La Palestine mandataire a été partitionnée deux fois : la première, illégale, en 1922, quand les Britanniques en ont soustrait 75% pour créer de toutes pièces la Jordanie, ne laissant que 25% pour le Foyer national juif prévu sur 100% de ce territoire. La deuxième partition, officielle, a été votée en 1947 par l’ONU pour séparer Juifs et Arabes sur les 25% restants. Cette partition a été acceptée par les premiers et refusée par les seconds. De ce fait, le seul propriétaire légal du territoire est Israël qui accepté la loi internationale. Le territoire, lui, a augmenté suite à ses victoires sur la Jordanie, la Syrie et l’Egypte lors de plusieurs guerres défensives. L’Etat juif a échangé ces territoires contre un traité de paix, avec l’Egypte en 1979, puis avec la Jordanie en 1994. Il attend toujours que les Palestiniens (qui n’étaient pas un peuple en 1948, mais des gens qui se définissaient comme « la Syrie du sud[1] ») cessent d’éduquer leurs enfants au martyre dans la haine d’Israël pour faire de même avec eux.
[1] « Le peuple palestinien n’existe pas ! La création d’un Etat palestinien est un moyen de continuer notre lutte contre l’Etat d’Israël en vue de l’unité arabe. En réalité, aujourd’hui, il n’y a aucune différence entre les Jordaniens, les Palestiniens, les Syriens et les Libanais.

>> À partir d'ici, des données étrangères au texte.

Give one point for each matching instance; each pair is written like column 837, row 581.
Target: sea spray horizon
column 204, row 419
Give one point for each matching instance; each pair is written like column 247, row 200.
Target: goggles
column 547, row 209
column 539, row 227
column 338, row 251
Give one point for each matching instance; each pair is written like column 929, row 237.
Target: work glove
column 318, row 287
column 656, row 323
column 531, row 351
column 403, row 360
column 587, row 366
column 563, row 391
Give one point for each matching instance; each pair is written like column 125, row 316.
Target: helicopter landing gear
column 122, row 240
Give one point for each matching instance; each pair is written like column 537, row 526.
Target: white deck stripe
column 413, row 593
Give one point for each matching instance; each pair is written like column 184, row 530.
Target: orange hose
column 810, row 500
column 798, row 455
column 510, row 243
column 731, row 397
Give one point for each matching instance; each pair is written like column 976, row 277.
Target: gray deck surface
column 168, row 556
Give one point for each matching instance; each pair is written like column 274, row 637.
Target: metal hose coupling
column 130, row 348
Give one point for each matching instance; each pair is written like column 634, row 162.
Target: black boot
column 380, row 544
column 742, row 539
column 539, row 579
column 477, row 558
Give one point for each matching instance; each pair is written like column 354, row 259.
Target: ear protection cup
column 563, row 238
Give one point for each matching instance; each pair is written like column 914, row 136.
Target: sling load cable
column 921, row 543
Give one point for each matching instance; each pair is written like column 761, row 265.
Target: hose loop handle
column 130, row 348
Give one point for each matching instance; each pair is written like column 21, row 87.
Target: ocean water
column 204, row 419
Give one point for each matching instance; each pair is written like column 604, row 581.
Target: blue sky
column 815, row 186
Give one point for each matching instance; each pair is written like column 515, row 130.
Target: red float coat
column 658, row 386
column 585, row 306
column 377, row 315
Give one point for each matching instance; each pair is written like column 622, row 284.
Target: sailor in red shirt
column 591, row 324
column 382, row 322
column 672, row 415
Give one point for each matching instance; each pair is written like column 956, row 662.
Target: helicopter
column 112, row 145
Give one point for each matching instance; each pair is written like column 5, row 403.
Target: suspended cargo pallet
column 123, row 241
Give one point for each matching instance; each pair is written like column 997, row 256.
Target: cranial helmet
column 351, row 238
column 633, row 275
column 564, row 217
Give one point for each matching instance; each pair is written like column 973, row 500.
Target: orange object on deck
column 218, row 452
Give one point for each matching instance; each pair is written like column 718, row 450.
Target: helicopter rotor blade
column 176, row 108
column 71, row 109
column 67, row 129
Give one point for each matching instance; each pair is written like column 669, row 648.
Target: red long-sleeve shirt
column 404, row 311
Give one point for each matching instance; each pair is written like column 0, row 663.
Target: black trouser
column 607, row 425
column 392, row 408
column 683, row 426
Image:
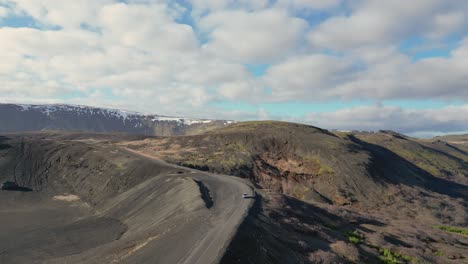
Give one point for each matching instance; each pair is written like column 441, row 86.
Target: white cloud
column 252, row 37
column 377, row 117
column 139, row 55
column 376, row 23
column 306, row 4
column 4, row 12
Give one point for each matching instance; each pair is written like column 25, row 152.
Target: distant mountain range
column 28, row 117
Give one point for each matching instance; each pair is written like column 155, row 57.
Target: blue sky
column 331, row 63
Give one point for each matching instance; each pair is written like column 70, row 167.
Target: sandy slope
column 96, row 203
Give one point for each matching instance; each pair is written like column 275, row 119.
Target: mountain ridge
column 36, row 117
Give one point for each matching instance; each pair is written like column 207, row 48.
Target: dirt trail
column 98, row 203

Il est dans notre intérêt, comme Arabes, de prétendre à l’existence d’un peuple palestinien distinct, afin de l’opposer au sionisme. » Zuheir Mohsen (dirigeant OLP) interviewé par James Dorsey, « Wij zijn alleen Palestijn om politieke reden », Trouw, 31 mars 1977.

 Pour édulcorer le mauvais goût de la réalité et de la légalité,
  • Toujours assaisonner du mot « colons » les indigènes (2000 ans d’antériorité !) et laisser entendre que les autochtones sont ceux qui ont vécu sur place pendant deux ans (de juin 1946 à mai 1948, selon la définition du réfugié palestinien sur le site de l’ONU).
  • Toujours pimenter d’agressivité et de violence les verbes attribués aux méchants : « conquête », « colonies sauvages », « spolier », « voler », « cauchemardesque », « lobby des colons », « parti représentant leurs intérêts », « légaliser le crime organisé »…
  • Corollairement, toujours sucrer les gentils du casting médiatique en minimisant leurs actes (« bombes artisanales ») et en les victimisant : « protester », « spolié », « indigné »…
  • Pour parfumer d’un soupçon d’objectivité, réserver un adjectif positif qui décorera les dissidents du camp des méchants : « petit parti progressiste »
  • Assaisonner copieusement ceux qui soutiennent la mesure (on peut leur attribuer une « ferveur mystique »)
  • Bien mixer et traduire le tout en novlangue pour éradiquer les références historiques.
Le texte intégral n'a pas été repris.